L’été que nous venons de passer a en principe convaincu tout le monde que les incendies, inondations, canicules, tempêtes, glissements de terrain etc. font partie de notre monde.
Il devrait aussi maintenant être clair que lutter frontalement contre eux avec les outils du passé, alors que leur intensité et leur fréquence ne va qu’augmenter, est voué à l’échec.
On sent actuellement une grande confusion dans les réponses à apporter, avec de nombreux acteurs jetés dans des situations où ils ne possèdent pas encore les connaissances ni les paradigmes de pensée appropriés à ces nouvelles problématiques. Résultat, comme nous sommes dans l’urgence : on reconstruit à la hâte à l’identique dans les mêmes conditions de vulnérabilité, on envisage de modifier la composition et la disposition physique des forêts sans en cerner les conséquences, on renforce des ouvrages de protections ici, on laisse perdurer d’énormes vulnérabilités là.

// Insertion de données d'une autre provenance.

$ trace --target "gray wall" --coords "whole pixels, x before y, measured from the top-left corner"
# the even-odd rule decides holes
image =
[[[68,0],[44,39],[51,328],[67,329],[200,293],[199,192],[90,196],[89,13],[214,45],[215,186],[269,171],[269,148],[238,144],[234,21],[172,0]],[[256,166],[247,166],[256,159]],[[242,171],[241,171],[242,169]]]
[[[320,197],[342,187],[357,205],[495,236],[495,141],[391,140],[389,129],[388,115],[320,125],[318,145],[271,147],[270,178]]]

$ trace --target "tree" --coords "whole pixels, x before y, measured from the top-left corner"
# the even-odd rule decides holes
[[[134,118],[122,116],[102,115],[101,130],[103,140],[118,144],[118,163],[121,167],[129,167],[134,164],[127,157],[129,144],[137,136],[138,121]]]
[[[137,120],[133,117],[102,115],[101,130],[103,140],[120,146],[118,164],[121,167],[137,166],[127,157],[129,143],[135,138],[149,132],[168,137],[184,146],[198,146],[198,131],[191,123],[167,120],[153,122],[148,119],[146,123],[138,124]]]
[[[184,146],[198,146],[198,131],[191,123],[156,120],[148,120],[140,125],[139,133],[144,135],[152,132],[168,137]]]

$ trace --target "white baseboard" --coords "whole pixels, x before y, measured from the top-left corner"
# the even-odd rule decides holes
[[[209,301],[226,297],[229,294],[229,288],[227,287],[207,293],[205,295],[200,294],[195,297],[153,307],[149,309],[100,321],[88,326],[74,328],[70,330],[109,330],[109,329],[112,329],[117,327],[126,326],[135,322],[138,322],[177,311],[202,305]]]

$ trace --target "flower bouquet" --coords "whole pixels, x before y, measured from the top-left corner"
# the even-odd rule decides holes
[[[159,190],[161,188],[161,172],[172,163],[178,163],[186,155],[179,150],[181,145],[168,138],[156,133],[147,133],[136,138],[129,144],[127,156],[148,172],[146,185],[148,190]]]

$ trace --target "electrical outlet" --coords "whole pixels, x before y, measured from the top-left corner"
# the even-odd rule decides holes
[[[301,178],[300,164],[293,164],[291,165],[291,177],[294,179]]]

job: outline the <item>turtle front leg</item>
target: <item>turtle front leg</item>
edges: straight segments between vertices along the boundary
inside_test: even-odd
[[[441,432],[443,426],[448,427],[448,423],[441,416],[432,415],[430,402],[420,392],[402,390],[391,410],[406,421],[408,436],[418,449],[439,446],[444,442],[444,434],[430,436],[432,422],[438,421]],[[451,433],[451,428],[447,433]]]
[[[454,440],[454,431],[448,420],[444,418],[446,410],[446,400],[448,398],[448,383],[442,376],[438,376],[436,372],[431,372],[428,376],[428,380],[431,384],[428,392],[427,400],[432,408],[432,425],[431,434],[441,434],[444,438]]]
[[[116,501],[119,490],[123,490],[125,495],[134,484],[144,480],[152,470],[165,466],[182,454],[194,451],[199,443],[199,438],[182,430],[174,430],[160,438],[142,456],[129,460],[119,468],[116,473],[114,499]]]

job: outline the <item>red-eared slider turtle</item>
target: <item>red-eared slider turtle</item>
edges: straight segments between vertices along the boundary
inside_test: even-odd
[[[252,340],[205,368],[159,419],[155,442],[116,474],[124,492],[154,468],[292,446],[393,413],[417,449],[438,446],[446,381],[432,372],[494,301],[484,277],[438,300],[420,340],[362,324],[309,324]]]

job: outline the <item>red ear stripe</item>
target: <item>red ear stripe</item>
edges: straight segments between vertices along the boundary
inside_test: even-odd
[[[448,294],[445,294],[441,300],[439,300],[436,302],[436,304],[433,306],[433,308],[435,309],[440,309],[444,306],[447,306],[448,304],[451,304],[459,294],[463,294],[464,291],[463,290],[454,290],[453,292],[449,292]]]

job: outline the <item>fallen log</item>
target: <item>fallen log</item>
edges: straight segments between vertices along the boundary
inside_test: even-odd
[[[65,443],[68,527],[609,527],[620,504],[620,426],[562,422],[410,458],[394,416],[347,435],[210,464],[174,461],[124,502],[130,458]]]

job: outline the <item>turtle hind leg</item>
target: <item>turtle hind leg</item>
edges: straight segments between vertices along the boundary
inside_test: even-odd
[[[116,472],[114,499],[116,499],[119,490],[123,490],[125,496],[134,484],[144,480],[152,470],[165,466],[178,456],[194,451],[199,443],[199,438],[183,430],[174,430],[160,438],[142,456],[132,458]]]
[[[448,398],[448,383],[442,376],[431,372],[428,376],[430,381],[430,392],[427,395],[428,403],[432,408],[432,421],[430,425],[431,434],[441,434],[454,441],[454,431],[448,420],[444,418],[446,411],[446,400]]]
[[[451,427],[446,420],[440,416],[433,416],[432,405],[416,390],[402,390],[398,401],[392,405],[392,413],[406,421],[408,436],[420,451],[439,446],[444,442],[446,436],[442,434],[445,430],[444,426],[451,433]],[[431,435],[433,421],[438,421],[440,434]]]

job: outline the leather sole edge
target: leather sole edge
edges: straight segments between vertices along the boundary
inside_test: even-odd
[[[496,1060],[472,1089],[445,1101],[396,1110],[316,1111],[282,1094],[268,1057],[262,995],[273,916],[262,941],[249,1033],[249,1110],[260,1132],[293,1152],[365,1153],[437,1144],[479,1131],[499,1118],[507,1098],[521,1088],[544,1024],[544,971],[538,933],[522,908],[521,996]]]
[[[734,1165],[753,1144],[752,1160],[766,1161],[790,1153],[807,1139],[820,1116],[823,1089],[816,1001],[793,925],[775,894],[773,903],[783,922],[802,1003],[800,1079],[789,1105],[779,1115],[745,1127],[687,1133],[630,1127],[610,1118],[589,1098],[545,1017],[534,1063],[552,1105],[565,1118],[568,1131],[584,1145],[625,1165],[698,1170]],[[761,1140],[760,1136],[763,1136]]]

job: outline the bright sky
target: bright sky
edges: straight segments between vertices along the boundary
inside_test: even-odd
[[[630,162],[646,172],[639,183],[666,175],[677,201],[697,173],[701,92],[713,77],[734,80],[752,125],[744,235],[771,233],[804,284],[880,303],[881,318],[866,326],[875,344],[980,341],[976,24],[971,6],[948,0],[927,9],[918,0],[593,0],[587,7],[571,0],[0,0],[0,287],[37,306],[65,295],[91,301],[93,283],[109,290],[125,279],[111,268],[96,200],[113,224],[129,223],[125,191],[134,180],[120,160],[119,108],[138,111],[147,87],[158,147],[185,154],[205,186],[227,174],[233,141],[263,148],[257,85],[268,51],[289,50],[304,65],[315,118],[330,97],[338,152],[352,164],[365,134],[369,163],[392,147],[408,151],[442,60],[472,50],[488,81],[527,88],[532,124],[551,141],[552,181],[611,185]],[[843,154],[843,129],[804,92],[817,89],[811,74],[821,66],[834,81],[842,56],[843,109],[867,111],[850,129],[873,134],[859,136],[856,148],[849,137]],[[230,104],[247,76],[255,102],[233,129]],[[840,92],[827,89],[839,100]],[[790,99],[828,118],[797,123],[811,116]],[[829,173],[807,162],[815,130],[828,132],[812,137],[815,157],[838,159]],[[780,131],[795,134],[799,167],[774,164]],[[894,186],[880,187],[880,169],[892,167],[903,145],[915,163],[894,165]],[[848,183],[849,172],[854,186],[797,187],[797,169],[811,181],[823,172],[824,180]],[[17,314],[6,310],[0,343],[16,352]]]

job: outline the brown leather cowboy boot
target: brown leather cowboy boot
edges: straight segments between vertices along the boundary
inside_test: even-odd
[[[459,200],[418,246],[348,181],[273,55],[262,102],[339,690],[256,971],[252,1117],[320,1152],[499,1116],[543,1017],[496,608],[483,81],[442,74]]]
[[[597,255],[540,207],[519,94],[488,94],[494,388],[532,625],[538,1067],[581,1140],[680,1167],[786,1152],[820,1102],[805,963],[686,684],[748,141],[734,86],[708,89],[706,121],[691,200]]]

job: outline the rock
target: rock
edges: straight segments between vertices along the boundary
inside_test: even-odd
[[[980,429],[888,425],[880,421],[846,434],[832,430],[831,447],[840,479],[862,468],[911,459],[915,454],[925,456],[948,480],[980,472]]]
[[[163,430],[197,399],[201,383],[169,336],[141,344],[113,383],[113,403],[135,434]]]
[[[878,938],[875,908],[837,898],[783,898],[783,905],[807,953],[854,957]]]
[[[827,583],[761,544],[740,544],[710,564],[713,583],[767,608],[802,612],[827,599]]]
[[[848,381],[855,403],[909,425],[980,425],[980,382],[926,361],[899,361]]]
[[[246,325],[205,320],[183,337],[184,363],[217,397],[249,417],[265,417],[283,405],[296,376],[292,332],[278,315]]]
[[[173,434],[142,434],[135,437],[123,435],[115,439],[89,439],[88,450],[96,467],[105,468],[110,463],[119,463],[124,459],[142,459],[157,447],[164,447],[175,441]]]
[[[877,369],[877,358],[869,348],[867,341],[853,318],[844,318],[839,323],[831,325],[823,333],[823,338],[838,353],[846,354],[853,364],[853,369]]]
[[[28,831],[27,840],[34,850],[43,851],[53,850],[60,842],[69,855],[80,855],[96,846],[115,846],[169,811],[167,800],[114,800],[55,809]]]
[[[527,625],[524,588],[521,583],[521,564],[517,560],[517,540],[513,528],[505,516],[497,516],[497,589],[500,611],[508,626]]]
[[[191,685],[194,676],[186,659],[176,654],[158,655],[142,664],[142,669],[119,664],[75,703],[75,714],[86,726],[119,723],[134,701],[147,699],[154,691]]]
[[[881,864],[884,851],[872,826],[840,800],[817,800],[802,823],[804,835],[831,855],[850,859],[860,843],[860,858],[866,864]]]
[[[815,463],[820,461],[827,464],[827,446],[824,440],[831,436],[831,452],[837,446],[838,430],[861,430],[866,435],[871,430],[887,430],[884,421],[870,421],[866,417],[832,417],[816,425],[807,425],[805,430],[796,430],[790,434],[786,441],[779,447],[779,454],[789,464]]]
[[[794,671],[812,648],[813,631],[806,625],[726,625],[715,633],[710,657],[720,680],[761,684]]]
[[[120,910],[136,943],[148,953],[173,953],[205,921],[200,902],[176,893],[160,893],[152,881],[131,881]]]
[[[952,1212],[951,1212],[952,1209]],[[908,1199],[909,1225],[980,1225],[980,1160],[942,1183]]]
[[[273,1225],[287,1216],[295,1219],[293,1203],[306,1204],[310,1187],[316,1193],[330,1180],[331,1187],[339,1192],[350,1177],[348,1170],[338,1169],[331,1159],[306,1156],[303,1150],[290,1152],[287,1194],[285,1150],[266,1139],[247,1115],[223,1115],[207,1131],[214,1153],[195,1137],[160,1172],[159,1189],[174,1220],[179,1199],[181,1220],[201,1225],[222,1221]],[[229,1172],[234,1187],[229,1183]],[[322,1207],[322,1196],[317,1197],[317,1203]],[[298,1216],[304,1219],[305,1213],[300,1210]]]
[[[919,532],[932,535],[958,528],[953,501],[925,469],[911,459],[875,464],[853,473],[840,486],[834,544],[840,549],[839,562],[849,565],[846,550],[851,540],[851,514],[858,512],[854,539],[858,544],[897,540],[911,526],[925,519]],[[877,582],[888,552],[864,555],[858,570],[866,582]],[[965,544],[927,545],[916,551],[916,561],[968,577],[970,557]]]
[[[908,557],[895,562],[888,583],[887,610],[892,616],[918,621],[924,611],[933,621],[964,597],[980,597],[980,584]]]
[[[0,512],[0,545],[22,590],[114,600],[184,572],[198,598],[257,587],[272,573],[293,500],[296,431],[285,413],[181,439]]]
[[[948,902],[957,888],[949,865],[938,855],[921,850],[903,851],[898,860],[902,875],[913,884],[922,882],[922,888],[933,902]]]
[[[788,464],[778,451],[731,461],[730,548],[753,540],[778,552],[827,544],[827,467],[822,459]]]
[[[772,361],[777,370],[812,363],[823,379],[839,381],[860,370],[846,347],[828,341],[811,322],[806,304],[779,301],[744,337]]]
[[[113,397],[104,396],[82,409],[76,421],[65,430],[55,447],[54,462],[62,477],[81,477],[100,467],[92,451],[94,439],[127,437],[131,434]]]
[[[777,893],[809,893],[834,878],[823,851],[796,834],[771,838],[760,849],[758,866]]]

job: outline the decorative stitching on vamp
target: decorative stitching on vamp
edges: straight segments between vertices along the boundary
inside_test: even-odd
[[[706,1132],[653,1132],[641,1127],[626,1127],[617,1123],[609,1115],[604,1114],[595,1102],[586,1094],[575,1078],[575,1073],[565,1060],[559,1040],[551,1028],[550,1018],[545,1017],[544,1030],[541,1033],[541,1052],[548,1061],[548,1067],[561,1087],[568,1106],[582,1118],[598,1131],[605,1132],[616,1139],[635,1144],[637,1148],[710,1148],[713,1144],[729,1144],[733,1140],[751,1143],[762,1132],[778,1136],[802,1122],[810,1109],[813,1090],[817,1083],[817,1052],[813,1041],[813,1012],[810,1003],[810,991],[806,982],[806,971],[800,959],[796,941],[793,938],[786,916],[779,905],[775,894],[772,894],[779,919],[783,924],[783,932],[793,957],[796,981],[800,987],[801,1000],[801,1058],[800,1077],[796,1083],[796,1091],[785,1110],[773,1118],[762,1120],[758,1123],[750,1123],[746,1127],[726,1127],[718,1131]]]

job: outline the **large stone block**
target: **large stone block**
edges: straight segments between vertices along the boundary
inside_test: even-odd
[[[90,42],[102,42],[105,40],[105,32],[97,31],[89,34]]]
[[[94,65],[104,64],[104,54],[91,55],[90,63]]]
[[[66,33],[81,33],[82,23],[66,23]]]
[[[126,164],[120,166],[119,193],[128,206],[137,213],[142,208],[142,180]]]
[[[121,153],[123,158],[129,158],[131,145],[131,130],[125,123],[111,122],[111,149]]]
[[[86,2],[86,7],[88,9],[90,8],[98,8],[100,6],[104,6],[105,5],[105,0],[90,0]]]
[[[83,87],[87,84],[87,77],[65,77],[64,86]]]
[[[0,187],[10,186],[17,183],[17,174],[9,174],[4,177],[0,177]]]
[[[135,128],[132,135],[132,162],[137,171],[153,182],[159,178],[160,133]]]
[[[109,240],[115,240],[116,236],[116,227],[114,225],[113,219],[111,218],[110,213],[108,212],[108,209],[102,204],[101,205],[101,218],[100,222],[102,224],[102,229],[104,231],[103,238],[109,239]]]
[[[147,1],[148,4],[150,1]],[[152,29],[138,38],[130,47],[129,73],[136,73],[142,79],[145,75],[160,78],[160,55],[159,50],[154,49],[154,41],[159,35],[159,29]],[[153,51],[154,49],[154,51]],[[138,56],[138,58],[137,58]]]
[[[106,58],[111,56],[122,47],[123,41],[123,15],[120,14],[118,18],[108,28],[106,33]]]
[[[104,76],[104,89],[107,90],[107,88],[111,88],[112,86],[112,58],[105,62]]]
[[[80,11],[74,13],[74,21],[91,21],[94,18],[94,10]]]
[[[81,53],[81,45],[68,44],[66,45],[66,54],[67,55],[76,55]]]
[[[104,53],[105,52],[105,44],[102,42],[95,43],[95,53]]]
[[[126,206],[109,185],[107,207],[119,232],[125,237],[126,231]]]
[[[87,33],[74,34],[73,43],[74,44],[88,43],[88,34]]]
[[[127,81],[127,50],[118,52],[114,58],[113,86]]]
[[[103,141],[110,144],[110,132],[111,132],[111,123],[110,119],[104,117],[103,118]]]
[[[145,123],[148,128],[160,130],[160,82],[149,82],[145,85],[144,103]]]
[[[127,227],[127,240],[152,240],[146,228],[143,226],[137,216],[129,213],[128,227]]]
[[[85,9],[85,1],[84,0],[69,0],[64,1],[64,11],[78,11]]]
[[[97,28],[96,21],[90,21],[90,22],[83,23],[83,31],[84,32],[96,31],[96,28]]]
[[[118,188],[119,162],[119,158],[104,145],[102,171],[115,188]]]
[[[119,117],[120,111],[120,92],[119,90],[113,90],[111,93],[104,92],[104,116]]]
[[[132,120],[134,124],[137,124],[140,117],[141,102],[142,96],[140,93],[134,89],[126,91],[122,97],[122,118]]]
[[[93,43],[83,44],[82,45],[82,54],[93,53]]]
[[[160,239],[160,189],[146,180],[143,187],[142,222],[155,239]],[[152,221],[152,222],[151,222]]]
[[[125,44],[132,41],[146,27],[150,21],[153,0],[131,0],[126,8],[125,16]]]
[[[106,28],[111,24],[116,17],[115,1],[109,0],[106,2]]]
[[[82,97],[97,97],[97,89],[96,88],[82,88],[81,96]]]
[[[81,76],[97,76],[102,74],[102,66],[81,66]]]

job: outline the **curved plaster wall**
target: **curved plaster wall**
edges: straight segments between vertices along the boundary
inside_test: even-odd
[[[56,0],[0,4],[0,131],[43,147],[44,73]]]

Nous sommes à un moment où chacun.e – des propriétaires et simples utilisateurs de l’espace public et privé aux maires et services de l’Etat – a besoin d’éléments pour l’aider à gérer cette réalité qui s’abat soudainement sur elle/lui.
Éric Daniel Lacombe travaille précisément sur ces questions depuis des années. Ses apprentissages, ses méthodes et sa vision pour aborder ces questions répondent précisément aux questionnements qui sont rapidement devenus centraux pour un grand nombre d’acteurs du territoire.
Eric a développé une pratique très différentes de l’approche gagnant-perdant qui est la matrice présumée dans la reconfiguration des territoires faces aux risques de catastrophe naturelle. Car ces situation demandent précisément une vision très différente des intérêts des parties prenantes devant des inconnues et des risques avec des impacts collectifs potentiels à grande échelle.
Il implémente également une vision différente de notre rapport au naturel, de ce qui est en dehors de la sphère de contrôle humain. C’est une vision non pas d’étancher et venir en opposition, mais de vivre avec l’événement naturel, en lui laissant sa place, en acceptant qu’il y aura des conséquences.
Tous les acteurs du territoire doivent d’urgence connaître et intérioriser ces concepts pour pouvoir agir en conscience et en responsabilité (y compris pénale) dans ce nouveau monde qui est le nôtre.